All right, so this is one of the shorter lectures that we will have in this

course. And, but we still did cover quite a bit

of material in general. And so we looked at first, the idea of

search engines. We had a specific focus on Google Search,

but we looked at how Google came to be. We looked at the difference between

relevance and importance, right, so relevance is how close your query matches

to the given page, or how close a given page matches to your query.

Like how many keywords on that page are the same as in your query.

And the important score is independent upon what's actually searched.

It's, it's just dependent upon the webgraph.

And hyperlink connectivity among the webpages.

Then we looked at the idea of a webgraph, and graphs in general.

And so, we looked at how we'd shoot the webpages as nodes and hyperlinks as the

links in that graph and how that was, that's really important when you're

dealing with important scores specifically.

Then we looked at PageRank, we had a really high emphasis on PageRank here.

And we saw how they calculate their importance score terms, in terms of those

recursive equations, recursive relationships, and simultaneous equations

that we use to, to spread importance score, right?

So, we calculate the equations, we wrote one out for each node, right?

So you only had the number of equations being equal to the number of unknowns.

again, we saw a recursive equations, and then we looked at two fixes that we need

to make to that dangling nodes and disconnected graphs.

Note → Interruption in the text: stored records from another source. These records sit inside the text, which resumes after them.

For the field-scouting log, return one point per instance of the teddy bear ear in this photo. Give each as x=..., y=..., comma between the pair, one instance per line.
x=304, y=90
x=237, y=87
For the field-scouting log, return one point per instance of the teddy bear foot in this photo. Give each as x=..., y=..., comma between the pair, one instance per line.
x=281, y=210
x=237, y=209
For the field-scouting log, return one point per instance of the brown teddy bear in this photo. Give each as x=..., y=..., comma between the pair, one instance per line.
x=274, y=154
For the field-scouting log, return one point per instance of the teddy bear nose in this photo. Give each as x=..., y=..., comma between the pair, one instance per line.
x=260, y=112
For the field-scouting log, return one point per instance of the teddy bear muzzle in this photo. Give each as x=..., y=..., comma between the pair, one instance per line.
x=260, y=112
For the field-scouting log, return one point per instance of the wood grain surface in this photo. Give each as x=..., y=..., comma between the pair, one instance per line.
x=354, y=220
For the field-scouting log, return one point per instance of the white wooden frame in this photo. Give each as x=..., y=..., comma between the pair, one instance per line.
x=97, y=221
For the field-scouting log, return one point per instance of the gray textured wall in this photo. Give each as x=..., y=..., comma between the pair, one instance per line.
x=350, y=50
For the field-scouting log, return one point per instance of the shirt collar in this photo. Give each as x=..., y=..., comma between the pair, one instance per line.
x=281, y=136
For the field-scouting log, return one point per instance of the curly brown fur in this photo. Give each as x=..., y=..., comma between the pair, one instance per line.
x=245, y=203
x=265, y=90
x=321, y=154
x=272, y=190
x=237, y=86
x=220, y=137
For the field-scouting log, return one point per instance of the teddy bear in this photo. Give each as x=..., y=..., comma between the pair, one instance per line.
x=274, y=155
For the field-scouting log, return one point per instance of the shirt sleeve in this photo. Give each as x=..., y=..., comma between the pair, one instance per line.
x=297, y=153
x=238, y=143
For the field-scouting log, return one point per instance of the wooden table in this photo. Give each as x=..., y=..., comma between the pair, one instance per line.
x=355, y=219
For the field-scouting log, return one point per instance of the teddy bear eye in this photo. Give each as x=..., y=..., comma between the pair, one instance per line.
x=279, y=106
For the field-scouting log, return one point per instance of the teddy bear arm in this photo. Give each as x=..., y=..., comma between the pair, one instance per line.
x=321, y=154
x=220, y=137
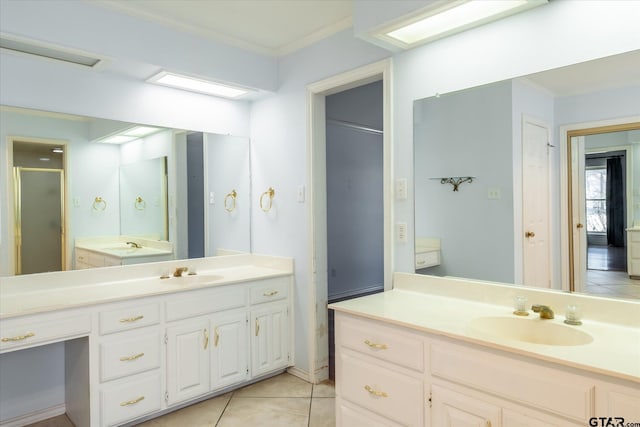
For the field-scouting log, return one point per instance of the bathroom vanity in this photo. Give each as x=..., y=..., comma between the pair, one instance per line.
x=450, y=352
x=92, y=252
x=137, y=345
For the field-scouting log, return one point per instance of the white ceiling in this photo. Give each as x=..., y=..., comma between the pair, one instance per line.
x=273, y=27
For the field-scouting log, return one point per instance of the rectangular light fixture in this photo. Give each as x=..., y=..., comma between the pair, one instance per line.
x=41, y=50
x=452, y=17
x=129, y=135
x=192, y=84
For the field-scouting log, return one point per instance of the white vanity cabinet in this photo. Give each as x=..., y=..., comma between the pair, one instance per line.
x=396, y=375
x=129, y=348
x=210, y=329
x=269, y=326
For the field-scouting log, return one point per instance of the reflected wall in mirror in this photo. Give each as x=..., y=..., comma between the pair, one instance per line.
x=96, y=203
x=143, y=199
x=483, y=230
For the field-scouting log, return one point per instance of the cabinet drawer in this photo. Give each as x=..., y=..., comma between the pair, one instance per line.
x=207, y=302
x=129, y=399
x=348, y=415
x=383, y=342
x=123, y=319
x=269, y=290
x=129, y=354
x=22, y=333
x=542, y=387
x=388, y=393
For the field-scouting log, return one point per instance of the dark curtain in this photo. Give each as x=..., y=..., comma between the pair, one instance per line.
x=615, y=202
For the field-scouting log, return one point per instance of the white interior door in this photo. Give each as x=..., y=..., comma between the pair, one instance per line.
x=535, y=199
x=578, y=214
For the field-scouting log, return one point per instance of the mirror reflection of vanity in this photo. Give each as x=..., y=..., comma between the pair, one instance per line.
x=477, y=134
x=135, y=191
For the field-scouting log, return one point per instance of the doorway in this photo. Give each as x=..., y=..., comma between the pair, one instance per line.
x=601, y=199
x=355, y=210
x=39, y=208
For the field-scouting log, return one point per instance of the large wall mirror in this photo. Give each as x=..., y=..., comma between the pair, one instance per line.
x=186, y=188
x=496, y=180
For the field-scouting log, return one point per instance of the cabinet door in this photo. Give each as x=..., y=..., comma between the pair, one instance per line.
x=229, y=351
x=188, y=349
x=452, y=409
x=269, y=339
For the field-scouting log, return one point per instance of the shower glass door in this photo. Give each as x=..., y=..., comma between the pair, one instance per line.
x=39, y=220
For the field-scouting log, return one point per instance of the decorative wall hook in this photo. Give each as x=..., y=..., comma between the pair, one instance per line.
x=99, y=204
x=230, y=201
x=456, y=181
x=270, y=193
x=140, y=204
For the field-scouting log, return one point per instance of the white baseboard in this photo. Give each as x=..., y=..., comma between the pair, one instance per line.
x=34, y=417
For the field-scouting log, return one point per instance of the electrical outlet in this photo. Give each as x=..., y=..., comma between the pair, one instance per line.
x=401, y=232
x=401, y=189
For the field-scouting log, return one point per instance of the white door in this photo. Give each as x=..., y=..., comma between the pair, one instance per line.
x=535, y=203
x=187, y=359
x=578, y=213
x=229, y=358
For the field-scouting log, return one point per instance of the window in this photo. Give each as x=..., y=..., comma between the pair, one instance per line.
x=596, y=191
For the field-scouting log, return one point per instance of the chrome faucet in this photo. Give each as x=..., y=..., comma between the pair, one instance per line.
x=545, y=311
x=179, y=270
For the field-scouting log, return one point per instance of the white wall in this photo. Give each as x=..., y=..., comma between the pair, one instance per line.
x=464, y=134
x=279, y=159
x=554, y=35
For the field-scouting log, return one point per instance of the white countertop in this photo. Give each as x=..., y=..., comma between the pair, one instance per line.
x=40, y=293
x=614, y=351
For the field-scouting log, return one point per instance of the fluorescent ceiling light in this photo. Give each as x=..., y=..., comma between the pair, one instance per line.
x=196, y=85
x=41, y=50
x=455, y=17
x=140, y=131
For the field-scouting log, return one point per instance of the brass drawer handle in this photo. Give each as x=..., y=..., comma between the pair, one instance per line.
x=375, y=345
x=132, y=402
x=375, y=392
x=19, y=337
x=131, y=319
x=129, y=358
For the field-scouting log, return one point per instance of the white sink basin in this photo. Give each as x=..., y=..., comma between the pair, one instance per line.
x=532, y=330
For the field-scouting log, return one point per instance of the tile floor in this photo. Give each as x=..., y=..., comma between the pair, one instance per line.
x=614, y=284
x=281, y=401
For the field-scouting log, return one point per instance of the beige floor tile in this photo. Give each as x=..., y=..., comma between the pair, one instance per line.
x=59, y=421
x=323, y=412
x=324, y=389
x=284, y=385
x=202, y=414
x=266, y=412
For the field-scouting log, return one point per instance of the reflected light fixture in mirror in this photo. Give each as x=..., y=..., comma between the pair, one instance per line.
x=447, y=18
x=165, y=78
x=129, y=135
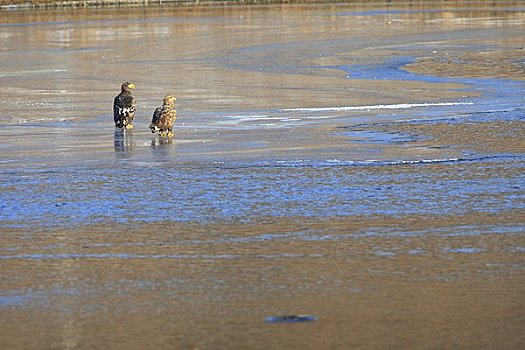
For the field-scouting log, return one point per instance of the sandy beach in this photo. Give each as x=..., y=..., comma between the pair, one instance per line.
x=358, y=164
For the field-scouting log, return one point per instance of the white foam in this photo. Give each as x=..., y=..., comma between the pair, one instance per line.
x=375, y=107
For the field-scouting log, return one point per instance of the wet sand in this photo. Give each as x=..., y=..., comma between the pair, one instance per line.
x=358, y=163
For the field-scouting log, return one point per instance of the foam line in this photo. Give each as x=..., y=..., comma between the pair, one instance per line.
x=360, y=108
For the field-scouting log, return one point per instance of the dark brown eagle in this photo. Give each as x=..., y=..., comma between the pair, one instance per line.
x=164, y=117
x=124, y=107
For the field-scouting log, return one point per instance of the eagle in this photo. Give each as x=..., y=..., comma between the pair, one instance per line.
x=124, y=107
x=164, y=117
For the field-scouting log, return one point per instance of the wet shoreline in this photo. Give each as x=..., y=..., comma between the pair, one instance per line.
x=358, y=167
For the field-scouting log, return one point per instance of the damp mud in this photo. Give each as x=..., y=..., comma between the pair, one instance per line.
x=341, y=176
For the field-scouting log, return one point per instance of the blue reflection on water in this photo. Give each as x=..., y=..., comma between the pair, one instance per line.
x=126, y=193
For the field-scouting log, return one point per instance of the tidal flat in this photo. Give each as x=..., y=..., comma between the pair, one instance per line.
x=355, y=170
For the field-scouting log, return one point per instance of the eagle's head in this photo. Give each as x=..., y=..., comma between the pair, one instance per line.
x=169, y=100
x=126, y=87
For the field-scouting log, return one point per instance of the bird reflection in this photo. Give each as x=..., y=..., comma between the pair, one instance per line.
x=123, y=142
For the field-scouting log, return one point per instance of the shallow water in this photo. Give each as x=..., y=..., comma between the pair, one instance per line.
x=326, y=166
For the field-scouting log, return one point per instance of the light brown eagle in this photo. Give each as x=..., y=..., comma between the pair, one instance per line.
x=164, y=117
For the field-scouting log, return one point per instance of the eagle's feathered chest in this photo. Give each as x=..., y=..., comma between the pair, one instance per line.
x=124, y=105
x=165, y=116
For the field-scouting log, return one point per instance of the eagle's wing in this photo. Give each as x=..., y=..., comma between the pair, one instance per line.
x=167, y=118
x=154, y=126
x=124, y=106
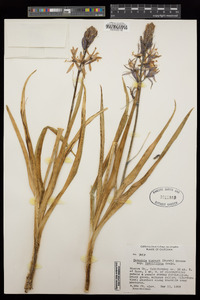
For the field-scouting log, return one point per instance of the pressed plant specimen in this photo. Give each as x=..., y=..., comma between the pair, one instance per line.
x=141, y=67
x=43, y=188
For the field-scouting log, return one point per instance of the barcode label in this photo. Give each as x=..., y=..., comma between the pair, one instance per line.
x=116, y=26
x=117, y=275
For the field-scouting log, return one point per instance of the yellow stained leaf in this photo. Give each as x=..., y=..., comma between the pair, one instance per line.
x=32, y=201
x=47, y=160
x=127, y=202
x=135, y=135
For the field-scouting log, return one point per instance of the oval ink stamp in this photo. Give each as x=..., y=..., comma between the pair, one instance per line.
x=166, y=196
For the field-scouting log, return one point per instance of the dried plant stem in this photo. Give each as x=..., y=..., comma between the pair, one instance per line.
x=75, y=89
x=138, y=93
x=29, y=278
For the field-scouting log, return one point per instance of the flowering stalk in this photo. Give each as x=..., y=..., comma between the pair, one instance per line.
x=141, y=67
x=43, y=188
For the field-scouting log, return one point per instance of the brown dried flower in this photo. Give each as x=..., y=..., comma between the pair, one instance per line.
x=146, y=41
x=84, y=58
x=143, y=65
x=89, y=37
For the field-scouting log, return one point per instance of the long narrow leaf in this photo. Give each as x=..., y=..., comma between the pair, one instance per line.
x=23, y=147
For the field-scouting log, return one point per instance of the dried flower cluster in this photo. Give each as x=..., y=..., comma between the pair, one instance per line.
x=107, y=182
x=43, y=188
x=84, y=58
x=143, y=65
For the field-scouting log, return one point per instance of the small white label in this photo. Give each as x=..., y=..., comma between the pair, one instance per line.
x=117, y=275
x=166, y=196
x=116, y=26
x=160, y=269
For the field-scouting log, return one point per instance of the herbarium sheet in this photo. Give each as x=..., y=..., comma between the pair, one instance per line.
x=100, y=156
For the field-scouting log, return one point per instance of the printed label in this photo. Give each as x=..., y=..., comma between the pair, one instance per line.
x=166, y=196
x=161, y=269
x=117, y=275
x=116, y=26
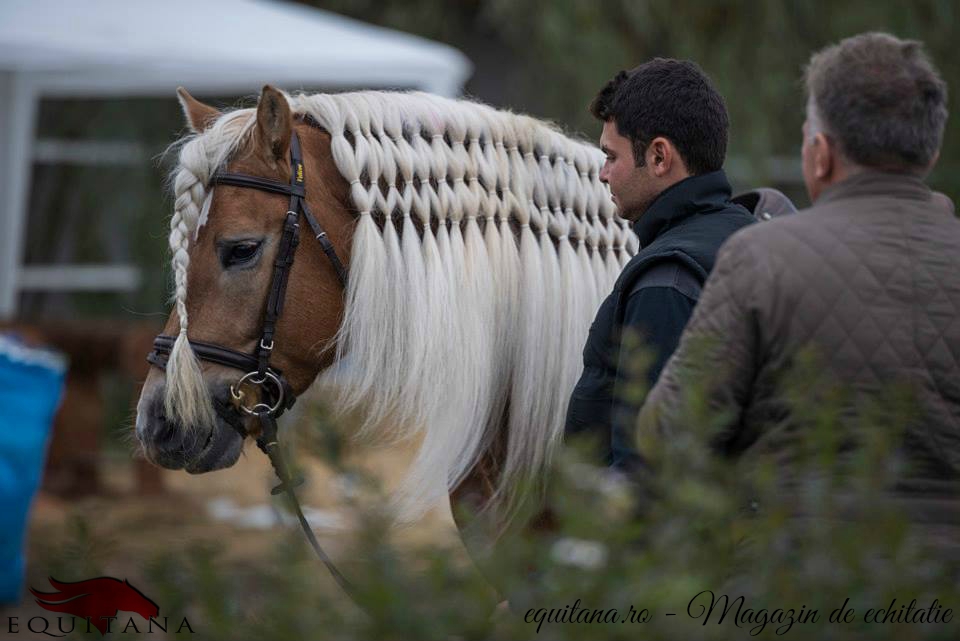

Dangling nodes are nodes that simply don't point to anyone else, and they

cause us to have no solution to the PageRank computation, and disconnected

graphs, are just graphs with more than one connected component, meaning there's

more than one subgraph. Or two different portions of the graph

that don't connect to each other at all. And so some major themes we saw here.

First, we looked at graphs and graphs are huge.

They're a huge thing mathematical notion of graphs.

And we're going to use them again. especially, as we move towards the

Internet and discussing the Internet, we'll talk about graphics routers and

that'll be another fun topic. And we looked again at randomization.

And we've seen randomization before. We saw that with, in the WI-FI chapter,

we, we looked at choosing a random contension window size and here that was

in terms of just randomly selecting and entering URL, adding some randomization

to that. So, that's a recurring theme throughout

many network topics and different networking algorithms, the idea of

randomization. And then the idea, again, of consensus,

right? So, here we had to find the unique

consensus, among the webpages. To determine what the rank order should

be in order to make the output as useful as possible.

But consensus, as we said, it's hard because first of all, it's not that easy

to solve a huge, huge system of equations, right?

And we have to guarantee that that system of equations is going to have a unique

solution. So, coming up with that consensus is not

the easiest task in the world, and even beyond this in adwords we said Google

selling ad space. We won't have time to cover this in this

course, but they have to come up with consensus among bidders, and bidders for

those ad spaces and determine how to charge accordingly.

And again, there's no right answer to that question.

It's just what they think works the best. And then and Wikipedia has to follow the

process of the rough consensus when they, whenever there's edits on a page and

there's conflicting opinions on the edits and which ones are correct.

they may establish some sort of a voting grounds in order to do that.

And we look at we look at those in much more detail in the optional reading

associated with this course. Unfortunately, we won't have time to

cover them, even though they are very interesting topics.

but yeah, so, we'll leave you with that and I hope you enjoyed the lecture.